EU MDR Regulations
Regulation (EU) 2017/745 is a regulation of the European Union on the clinical investigation and sale of medical devices for human use. It repeals Directive 93/42/EEC, which concerns medical devices, and Directive 90/385/EEC, which concerns active implantable medical devices. The Medical Device Regulation (MDR), which was adopted in April 2017, changes the European legal framework for medical devices and introduces new principal and supportive responsibilities for EMA and for national competent authorities in the assessment of certain categories of products. The Regulation entered into force in May 2017 and had a staggered transitional period.
The MDR introduces new or revised responsibilities for EMA for:
- Medicines with an integral device, such as pre-filled syringes and pens, and pre-filled inhalers;
- Medical devices containing an ancillary medicinal substance to support the proper functioning of the device. Examples include drug-eluting stents, bone cement containing an antibiotic, catheters coated with heparin or an antibiotic agent, and condoms coated with spermicides;
- Medical devices made from substances that are absorbed by the human body to achieve their intended purpose;
- Borderline products for which there is uncertainty over which regulatory framework applies. Common borderlines are between medicinal products, medical devices, cosmetics, biocidal products, herbal medicines and food supplements.
The regulations bring a series of important improvements to conformity assessment for medical devices with the intention to:
- Improve the quality, safety and reliability of medical devices placed on the European market.
- Strengthen transparency of information related to medical devices for consumers and practitioners.
- Enhance vigilance and market surveillance of devices in use.
The extent to which these changes will affect user operations will depend on the type of device manufactured and the role the user hold (manufacturer, importer, authorized representative). It is however, anticipated that in most cases significant changes must be made to the compliance process, quality management system, and technical documentation and successfully implemented, and certified as relevant to device classes and roles of the organization, before compliance with the regulations can be achieved.

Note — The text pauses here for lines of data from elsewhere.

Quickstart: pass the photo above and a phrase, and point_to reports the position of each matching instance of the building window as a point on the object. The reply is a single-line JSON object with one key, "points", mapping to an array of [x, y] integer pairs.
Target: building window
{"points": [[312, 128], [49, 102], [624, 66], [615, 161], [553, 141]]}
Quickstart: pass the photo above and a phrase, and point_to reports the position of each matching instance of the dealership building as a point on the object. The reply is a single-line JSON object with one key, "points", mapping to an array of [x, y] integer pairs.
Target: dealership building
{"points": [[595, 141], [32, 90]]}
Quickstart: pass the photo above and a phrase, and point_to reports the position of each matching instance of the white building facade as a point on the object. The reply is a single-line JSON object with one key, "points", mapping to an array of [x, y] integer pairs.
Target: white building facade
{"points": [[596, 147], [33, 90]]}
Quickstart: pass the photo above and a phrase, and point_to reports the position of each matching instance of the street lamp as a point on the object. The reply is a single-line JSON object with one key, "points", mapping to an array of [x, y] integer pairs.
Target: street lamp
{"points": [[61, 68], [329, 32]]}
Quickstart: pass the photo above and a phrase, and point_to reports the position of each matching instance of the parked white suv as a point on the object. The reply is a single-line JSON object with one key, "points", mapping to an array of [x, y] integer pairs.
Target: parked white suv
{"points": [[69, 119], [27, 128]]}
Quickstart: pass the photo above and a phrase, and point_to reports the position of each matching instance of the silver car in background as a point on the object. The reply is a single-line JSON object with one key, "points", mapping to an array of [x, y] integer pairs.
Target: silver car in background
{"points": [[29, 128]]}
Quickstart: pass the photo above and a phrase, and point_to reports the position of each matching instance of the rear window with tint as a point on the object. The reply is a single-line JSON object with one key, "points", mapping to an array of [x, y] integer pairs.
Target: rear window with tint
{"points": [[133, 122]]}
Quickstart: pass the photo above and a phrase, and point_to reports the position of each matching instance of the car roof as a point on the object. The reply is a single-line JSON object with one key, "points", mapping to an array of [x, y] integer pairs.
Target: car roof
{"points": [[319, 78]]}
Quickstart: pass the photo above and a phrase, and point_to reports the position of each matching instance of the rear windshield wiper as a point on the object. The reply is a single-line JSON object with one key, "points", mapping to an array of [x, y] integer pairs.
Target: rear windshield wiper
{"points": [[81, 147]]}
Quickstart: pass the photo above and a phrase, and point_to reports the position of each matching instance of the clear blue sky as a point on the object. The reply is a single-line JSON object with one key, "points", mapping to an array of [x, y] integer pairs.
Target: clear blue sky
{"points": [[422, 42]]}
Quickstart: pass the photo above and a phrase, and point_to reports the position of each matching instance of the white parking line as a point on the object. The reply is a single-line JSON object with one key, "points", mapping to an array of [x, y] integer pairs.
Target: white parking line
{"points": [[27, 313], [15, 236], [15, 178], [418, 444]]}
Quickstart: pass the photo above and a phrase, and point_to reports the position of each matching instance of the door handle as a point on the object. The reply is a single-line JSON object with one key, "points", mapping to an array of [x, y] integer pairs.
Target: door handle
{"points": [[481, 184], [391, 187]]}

This Regulation lays down rules concerning the placing on the market, making available on the market, or putting into service of medical devices for human use and accessories for such devices in the Union. This Regulation also applies to clinical investigations concerning such medical devices and accessories conducted in the Union. This Regulation shall also apply, as from the date of application of common specifications adopted to the groups of products without an intended medical purpose, taking into account the state of the art, and in particular existing harmonized standards for analogous devices with a medical purpose, based on similar technology. The common specifications for each of the groups of products shall address, at least, the application of risk management for the group of products in question and, where necessary, clinical evaluation regarding safety. The necessary common specifications shall be adopted by 26 May 2020. They shall apply as from six months after the date of their entry into force or from 26 May 2020, whichever is the latest.
Some Key Changes of the Regulation Include:
- New Structure and level of details of the contents for the technical file. (Annex II of the MDR)

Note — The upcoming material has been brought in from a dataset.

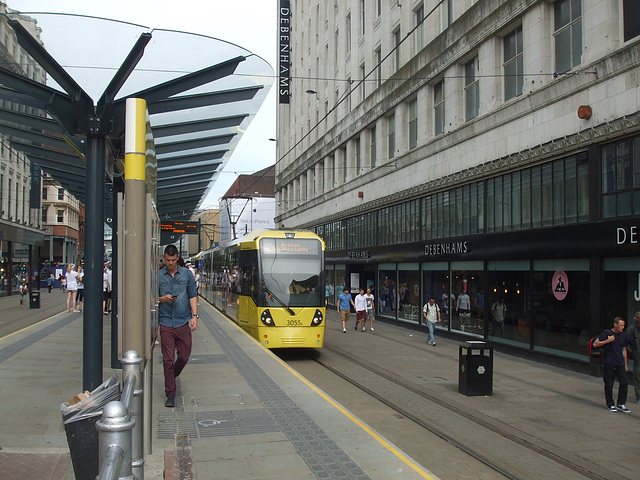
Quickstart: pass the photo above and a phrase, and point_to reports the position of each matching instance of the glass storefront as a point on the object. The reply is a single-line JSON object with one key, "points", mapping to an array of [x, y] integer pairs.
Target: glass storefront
{"points": [[561, 306], [387, 289], [509, 281], [466, 284], [409, 291]]}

- Establishment of compliance with” General safety and performance requirements.” (Annex I of the MDR)
- Requirement for a” person responsible for regulatory compliance” to be appointed within the manufacturer. (Article 15 of the MDR)
- New/revised procedures to be implemented to handle the new requirements including entering information into the databases. (e.g. Eudamed.)
- Strengthened requirements for post market surveillance, clinical evaluation, post market follow up and clinical investigations (Annex III XIV & XV). It should be noted that the processes for post market surveillance/post market clinical follow up should implemented as soon as possible, as the data generated will be very useful for documenting compliance to the new requirements when you apply for MDR or IVDR.
- Requirement for” summary of safety and clinical performance” for Class III devices and implantable devices. (Article 32)
- Generally, the conformity assessment system as we know it from the MDD is maintained. There are changes to the classification rules and some products are now assigned a higher class, requiring a more demanding conformity assessment process (for example, some products that used to be IIb are now class III and thus subject to a design examination.) In addition to this the assessment process at the notified body has increased in complexity and especially for class III & IIb implants and Infusion devices the scrutiny is increased.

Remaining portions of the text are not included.